Miss Rahinatu Haruna, the President and Lead of the Wa Municipal YoB Voices of Youth Coalition, said the group’s goal was to seek an all-encompassing implementation of the back-to-back campaign to return COVID-19-brought teenage mothers to the classroom.
“Since last year, June, [in] the very first phase, we mobilized some other youth groups to join the advocacy, we had about twelve other youth groups coming together, where we get a broader voice to speak out to make out advocacy case heard.
“The second phase is where we collected to back our advocacy focus, so this issue is just not based on speculations but with data and facts that this issue is a very big problem in the municipality,” she summarized what had been done in the last two phases of the advocacy.
Miss Haruna noted that the successful implementation of the re-enrolment policy was hampered by a myriad of problems including low awareness among the public, some institutional heads acting incongruent to the policy, and some families marrying out the girls at the expense of education.

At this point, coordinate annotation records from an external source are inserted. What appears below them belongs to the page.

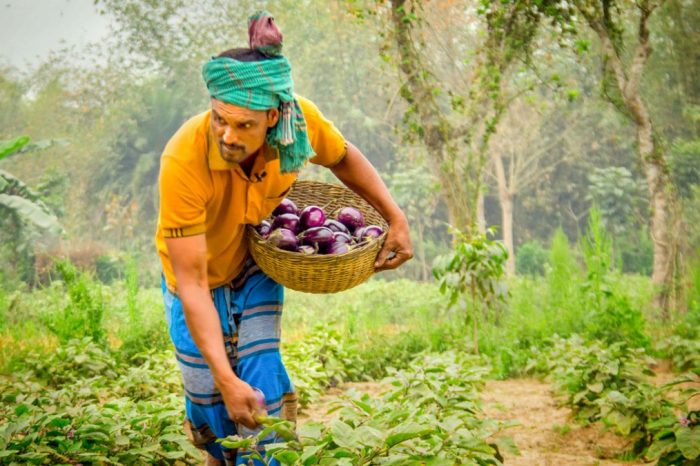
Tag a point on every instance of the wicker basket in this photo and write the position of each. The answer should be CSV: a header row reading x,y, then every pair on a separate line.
x,y
320,273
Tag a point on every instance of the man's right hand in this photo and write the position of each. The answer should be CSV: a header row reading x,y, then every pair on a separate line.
x,y
241,402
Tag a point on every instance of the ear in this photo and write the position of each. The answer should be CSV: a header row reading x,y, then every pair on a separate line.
x,y
273,116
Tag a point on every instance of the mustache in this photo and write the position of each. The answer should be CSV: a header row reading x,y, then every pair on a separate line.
x,y
232,146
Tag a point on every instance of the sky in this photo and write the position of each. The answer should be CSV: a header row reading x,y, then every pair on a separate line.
x,y
30,29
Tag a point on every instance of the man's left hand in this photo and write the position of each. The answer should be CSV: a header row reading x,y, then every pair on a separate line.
x,y
397,247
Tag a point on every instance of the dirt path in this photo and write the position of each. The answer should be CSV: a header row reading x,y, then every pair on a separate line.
x,y
546,436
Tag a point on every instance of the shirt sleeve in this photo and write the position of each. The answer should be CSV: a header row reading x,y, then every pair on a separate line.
x,y
326,140
182,200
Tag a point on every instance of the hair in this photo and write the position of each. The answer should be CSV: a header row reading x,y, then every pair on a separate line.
x,y
244,54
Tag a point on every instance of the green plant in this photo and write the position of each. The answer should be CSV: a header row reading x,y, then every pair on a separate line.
x,y
677,437
430,416
473,273
85,312
531,258
610,315
683,353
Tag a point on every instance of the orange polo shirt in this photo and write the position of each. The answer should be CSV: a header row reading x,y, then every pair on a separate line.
x,y
202,193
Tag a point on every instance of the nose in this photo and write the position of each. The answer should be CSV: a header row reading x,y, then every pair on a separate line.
x,y
229,137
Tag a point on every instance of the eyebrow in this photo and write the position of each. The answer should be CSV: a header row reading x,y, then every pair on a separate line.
x,y
238,122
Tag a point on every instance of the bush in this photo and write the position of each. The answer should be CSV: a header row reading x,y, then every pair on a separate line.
x,y
83,315
531,258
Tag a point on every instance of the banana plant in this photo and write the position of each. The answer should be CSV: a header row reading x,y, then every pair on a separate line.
x,y
17,201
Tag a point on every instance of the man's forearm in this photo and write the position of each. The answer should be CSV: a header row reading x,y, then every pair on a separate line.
x,y
205,328
358,174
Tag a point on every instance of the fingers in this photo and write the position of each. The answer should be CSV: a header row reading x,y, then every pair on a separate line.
x,y
247,420
246,414
382,256
394,261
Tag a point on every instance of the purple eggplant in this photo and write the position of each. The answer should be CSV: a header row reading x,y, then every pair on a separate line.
x,y
287,206
371,232
264,228
288,221
283,239
351,218
336,247
306,249
340,237
317,236
335,225
311,216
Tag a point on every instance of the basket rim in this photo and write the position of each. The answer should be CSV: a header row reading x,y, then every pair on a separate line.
x,y
360,247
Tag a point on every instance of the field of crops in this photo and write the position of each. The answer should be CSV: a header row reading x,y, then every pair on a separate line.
x,y
393,363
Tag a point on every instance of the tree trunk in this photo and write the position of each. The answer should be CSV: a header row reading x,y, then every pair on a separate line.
x,y
662,198
505,198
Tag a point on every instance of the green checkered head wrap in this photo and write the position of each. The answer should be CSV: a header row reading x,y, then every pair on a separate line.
x,y
262,85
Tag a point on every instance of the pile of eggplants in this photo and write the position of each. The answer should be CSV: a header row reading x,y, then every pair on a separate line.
x,y
311,231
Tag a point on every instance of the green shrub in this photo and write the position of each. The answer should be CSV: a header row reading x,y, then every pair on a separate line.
x,y
84,314
108,268
531,258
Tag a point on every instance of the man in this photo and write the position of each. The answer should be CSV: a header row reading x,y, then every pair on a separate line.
x,y
223,169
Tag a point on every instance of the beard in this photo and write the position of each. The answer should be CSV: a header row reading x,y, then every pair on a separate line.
x,y
233,152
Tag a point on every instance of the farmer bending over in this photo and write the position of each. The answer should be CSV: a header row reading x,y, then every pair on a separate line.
x,y
223,169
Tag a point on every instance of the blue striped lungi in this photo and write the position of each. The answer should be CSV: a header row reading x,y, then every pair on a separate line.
x,y
250,313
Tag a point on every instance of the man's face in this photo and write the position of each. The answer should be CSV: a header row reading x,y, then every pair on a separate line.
x,y
239,131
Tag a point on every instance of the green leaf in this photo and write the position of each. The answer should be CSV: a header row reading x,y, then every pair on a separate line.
x,y
11,146
659,448
407,432
343,435
369,436
623,423
688,441
30,212
286,457
21,409
596,387
507,444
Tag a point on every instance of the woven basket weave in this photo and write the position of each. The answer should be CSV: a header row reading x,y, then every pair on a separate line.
x,y
320,273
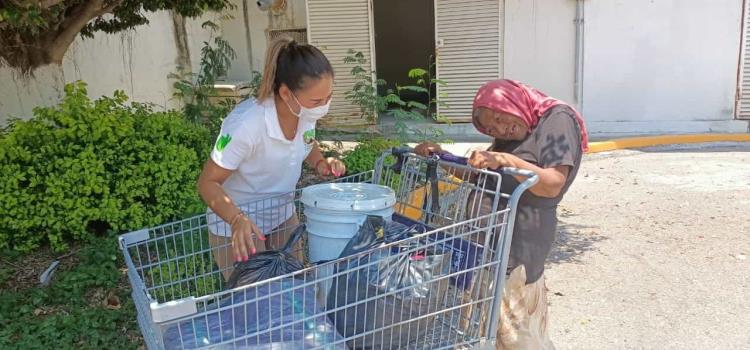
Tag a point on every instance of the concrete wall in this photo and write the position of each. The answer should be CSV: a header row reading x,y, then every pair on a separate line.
x,y
666,66
139,61
540,45
136,61
295,16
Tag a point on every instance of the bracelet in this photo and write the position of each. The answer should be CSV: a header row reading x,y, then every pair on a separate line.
x,y
236,216
318,163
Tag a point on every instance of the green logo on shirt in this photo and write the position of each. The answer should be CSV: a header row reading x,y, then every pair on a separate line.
x,y
309,136
222,142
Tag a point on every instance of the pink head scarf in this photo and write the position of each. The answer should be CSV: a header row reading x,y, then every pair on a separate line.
x,y
522,101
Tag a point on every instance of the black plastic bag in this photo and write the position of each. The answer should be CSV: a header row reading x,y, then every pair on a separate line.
x,y
400,287
375,231
267,264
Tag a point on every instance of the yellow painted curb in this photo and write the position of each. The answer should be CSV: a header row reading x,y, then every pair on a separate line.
x,y
641,142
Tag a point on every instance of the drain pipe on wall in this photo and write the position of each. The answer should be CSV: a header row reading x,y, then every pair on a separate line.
x,y
248,38
578,84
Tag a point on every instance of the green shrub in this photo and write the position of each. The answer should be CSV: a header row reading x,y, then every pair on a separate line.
x,y
362,158
89,167
74,311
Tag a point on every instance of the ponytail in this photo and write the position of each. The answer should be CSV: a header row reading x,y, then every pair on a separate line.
x,y
290,63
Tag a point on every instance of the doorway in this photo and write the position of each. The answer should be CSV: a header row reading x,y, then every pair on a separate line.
x,y
404,39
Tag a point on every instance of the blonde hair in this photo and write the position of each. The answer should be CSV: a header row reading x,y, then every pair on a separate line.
x,y
290,63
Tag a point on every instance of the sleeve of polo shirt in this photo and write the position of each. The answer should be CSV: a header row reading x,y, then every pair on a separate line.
x,y
232,145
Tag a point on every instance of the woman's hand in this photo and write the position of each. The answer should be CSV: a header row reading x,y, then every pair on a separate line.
x,y
330,166
492,160
427,149
244,233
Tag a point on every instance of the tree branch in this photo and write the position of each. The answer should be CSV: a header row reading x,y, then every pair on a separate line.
x,y
43,4
71,26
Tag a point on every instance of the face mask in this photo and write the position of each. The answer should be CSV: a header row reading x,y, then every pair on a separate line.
x,y
310,114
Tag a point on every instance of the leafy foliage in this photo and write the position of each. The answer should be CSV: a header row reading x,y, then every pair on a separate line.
x,y
201,104
39,32
364,92
362,158
91,167
84,308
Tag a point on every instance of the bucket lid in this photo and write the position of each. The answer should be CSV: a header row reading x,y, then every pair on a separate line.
x,y
349,197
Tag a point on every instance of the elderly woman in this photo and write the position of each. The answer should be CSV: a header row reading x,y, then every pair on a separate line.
x,y
534,132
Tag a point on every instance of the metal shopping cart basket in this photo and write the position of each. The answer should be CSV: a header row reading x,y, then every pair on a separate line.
x,y
183,302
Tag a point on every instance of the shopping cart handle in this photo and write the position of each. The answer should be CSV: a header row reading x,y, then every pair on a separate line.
x,y
452,158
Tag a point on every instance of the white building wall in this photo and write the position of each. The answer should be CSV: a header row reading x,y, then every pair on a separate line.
x,y
665,66
139,61
540,45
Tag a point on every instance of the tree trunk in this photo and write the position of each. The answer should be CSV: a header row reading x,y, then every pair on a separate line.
x,y
27,52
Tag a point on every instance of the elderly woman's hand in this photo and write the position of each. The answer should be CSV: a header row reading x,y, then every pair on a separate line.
x,y
492,160
427,149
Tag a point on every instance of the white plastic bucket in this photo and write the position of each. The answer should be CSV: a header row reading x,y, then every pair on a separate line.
x,y
334,213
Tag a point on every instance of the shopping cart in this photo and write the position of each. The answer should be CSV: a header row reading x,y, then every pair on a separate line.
x,y
182,300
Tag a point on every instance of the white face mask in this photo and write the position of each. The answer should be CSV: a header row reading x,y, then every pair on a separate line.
x,y
310,114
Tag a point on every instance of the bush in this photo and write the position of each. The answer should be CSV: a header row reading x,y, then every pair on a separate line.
x,y
90,167
362,158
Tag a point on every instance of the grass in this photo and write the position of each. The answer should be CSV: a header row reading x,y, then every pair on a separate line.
x,y
87,306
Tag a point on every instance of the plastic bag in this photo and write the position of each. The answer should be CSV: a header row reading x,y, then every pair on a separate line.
x,y
280,315
267,264
398,287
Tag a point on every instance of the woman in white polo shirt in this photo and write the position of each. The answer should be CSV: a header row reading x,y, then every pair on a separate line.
x,y
259,154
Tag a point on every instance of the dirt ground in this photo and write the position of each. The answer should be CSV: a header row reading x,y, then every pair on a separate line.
x,y
653,251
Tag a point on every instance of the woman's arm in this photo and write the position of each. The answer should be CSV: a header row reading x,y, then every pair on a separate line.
x,y
211,189
324,166
551,180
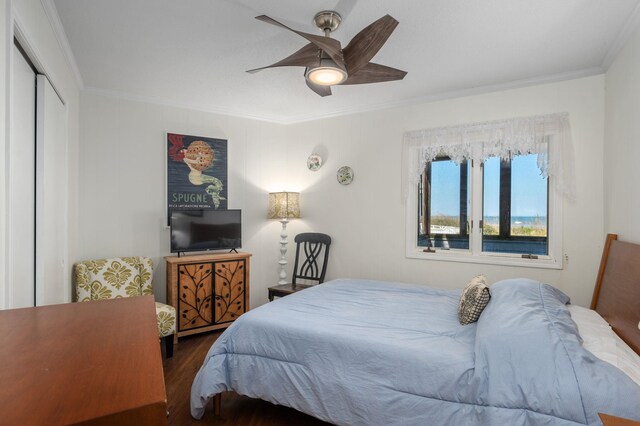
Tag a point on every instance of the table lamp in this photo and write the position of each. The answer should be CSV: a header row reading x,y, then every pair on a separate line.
x,y
284,206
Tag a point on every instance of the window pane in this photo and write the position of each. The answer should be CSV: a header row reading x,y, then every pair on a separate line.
x,y
528,197
444,205
445,197
515,200
491,197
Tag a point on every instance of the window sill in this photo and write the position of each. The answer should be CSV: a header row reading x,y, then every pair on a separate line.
x,y
543,262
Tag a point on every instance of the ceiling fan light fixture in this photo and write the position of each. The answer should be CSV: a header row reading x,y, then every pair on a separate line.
x,y
326,74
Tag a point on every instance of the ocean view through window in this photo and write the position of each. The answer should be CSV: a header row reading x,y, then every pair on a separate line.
x,y
514,206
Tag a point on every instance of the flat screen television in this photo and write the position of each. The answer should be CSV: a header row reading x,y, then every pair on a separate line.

She, however, intimated that the tools, knowledge and skills being offered at the workshop would enhance the group’s capacity to effectively carry out the third phase of the project to realize their advocacy goal.
The YoB is an initiative by the YOTA in partnership with 100% For The Children with support from the Danish Civil Society for Development Fund (CISU) to engender youth voices to advocate in response to the effects of COVID-19 in Ghana’s educational sector.